Reachability in Databases
Forking this post about a database that allows efficient querying of the causal order of ssb messages to not derail the thread.
@mix:
SQUEEE!!!
Indeed.
TLDR: Building a database that supports querying the causal order is not trivial, but possible.
Context: The discussion about removing mandatory timestamps from ssb messages has led us to the realization that we'd need the database layer to support efficient queries about the causal order of messages, i.e. whether some message is cryptographically guaranteed to be older than some other message. The causal order is determined by cypherlinks: If msg1 refers to the hash of msg2, it must be newer. We can treat the messages as the vertices of a graph, and cypherlinks as directed edges. The transitive closure of the edge relation (aka the reachability relation) is the causal order we are interested in. When asking whether some msg x is newer than another msg y, we are asking "Is there a directed path from x to y?".
This is a well-studied problem in database theory and implementation. As a theoretical introduction I'd recommend this summary, but it lacks any newer results (published 1990). For an overview of the current state of the art, I recommend the related-work section of this paper. But here is a summary of the basics, for your convenience.

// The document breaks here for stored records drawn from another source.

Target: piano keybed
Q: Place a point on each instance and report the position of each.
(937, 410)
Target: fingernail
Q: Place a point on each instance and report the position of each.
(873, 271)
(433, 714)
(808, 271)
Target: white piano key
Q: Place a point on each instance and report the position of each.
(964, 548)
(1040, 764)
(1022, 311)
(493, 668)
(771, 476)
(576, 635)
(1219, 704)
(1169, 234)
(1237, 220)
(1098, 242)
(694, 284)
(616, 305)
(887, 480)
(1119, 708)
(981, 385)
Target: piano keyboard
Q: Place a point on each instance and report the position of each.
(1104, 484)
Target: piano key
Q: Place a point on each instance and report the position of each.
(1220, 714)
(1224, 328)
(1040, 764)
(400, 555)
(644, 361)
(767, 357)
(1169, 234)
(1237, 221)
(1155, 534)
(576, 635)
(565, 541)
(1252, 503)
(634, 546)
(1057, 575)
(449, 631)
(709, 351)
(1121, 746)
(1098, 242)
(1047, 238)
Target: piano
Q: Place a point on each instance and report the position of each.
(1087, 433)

All solutions to reachability query have to balance out three factors: Time complexity of query processing, space complexity of database indices, and time complexity of creating those indices. The two trivial solutions are:
- not storing any indices, perform a depth-first search on the graph to answer a query. Query time is then linear in the number of vertices. This is not acceptable for ssb.
- store the full reachability relation in indices. Query time is then logarithmic in the number of messages (or constant in the average case by using hash tables). This however requires storage space quadratic in the number of messages. This might be sufficient to test out how ssb without timestamps could work, but it is not acceptable in the long run.

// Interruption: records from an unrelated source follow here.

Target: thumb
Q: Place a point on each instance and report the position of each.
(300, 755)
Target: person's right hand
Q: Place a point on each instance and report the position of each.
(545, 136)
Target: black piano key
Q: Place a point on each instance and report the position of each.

The paper I linked to does a good job of roughly sketching the known approaches to interpolate between these two extremes, so I won't go into all of these. The gist is: They are good enough, and they get implemented in real databases. But there are a few ssb-specific properties we could use to obtain even better solutions:
We'd want efficient incremental updating of the indices, we can't recompute all indices from scratch whenever a message arrives. Luckily, we rarely lose edges or vertices from the message graph (only in the case of blocking). And we never add arbitrary edges, we only need to handle adding a single vertex and its outgoing edges (i.e. receiving a new message). These properties should allow us to find more efficient solutions than the general case. N.B: I did not find any literature on incrementally maintaining the reachability indices in general, so I did not find any on append-only databases in particular either.

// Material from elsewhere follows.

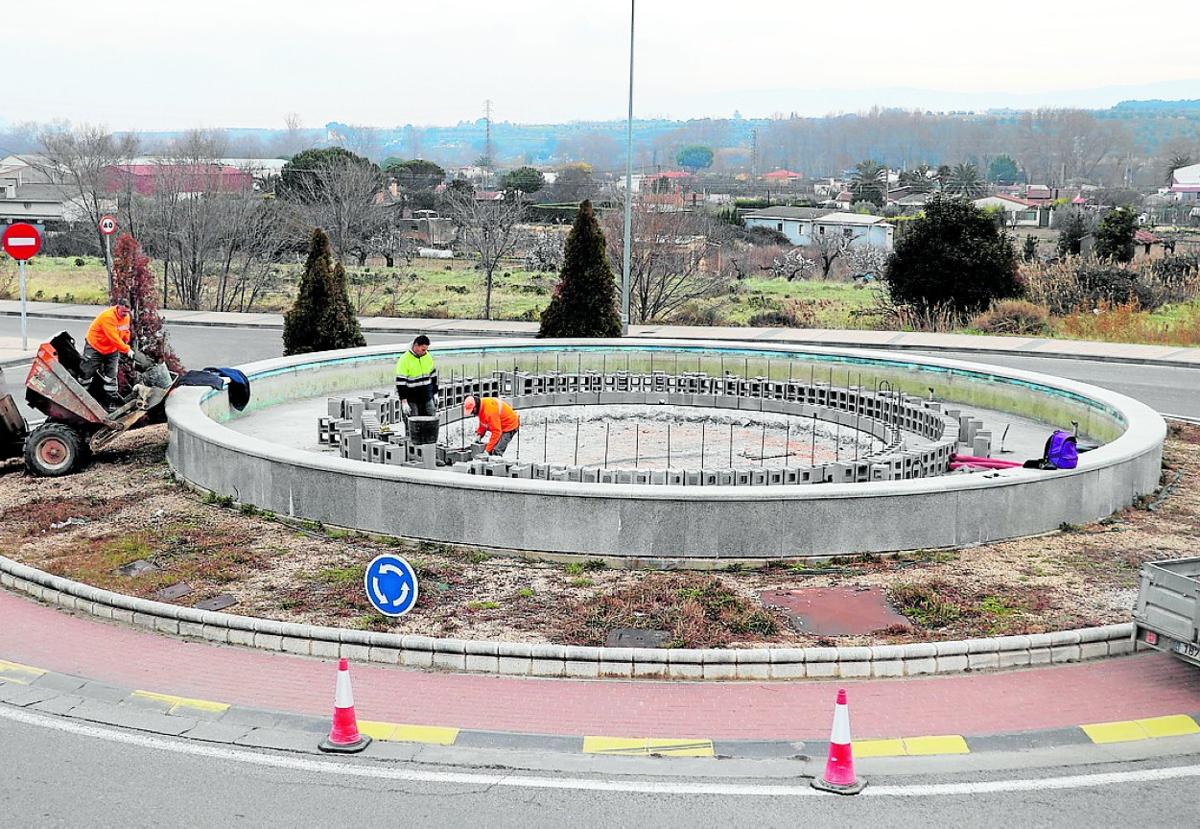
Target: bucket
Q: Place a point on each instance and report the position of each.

We know that some subset of messages are in a total order, namely the messages from the same feed. No message is in more than one of these total orders. This allows a compact representation of reachability information that only takes up O(n log n)
space: sequence numbers. Incrementally updating those takes constant time as well. These can be used to derive new algorithm from those for arbitrary dags. I also like how this implies that a sophisticated ssb database will always store sequence numbers explicitly, even if they are not part of the metadata.
Some further observations: The message graphs ssb produces will be fairly sparse for the most part. That's good, the heuristics in the literature work well on sparse graphs. Theoretically, we even have graphs of bounded degree, because there's a message size limit. So in theory, there might be some funky fpt algorithm. In practice, you can fit too many cypherlinks into a single message for that to actually matter.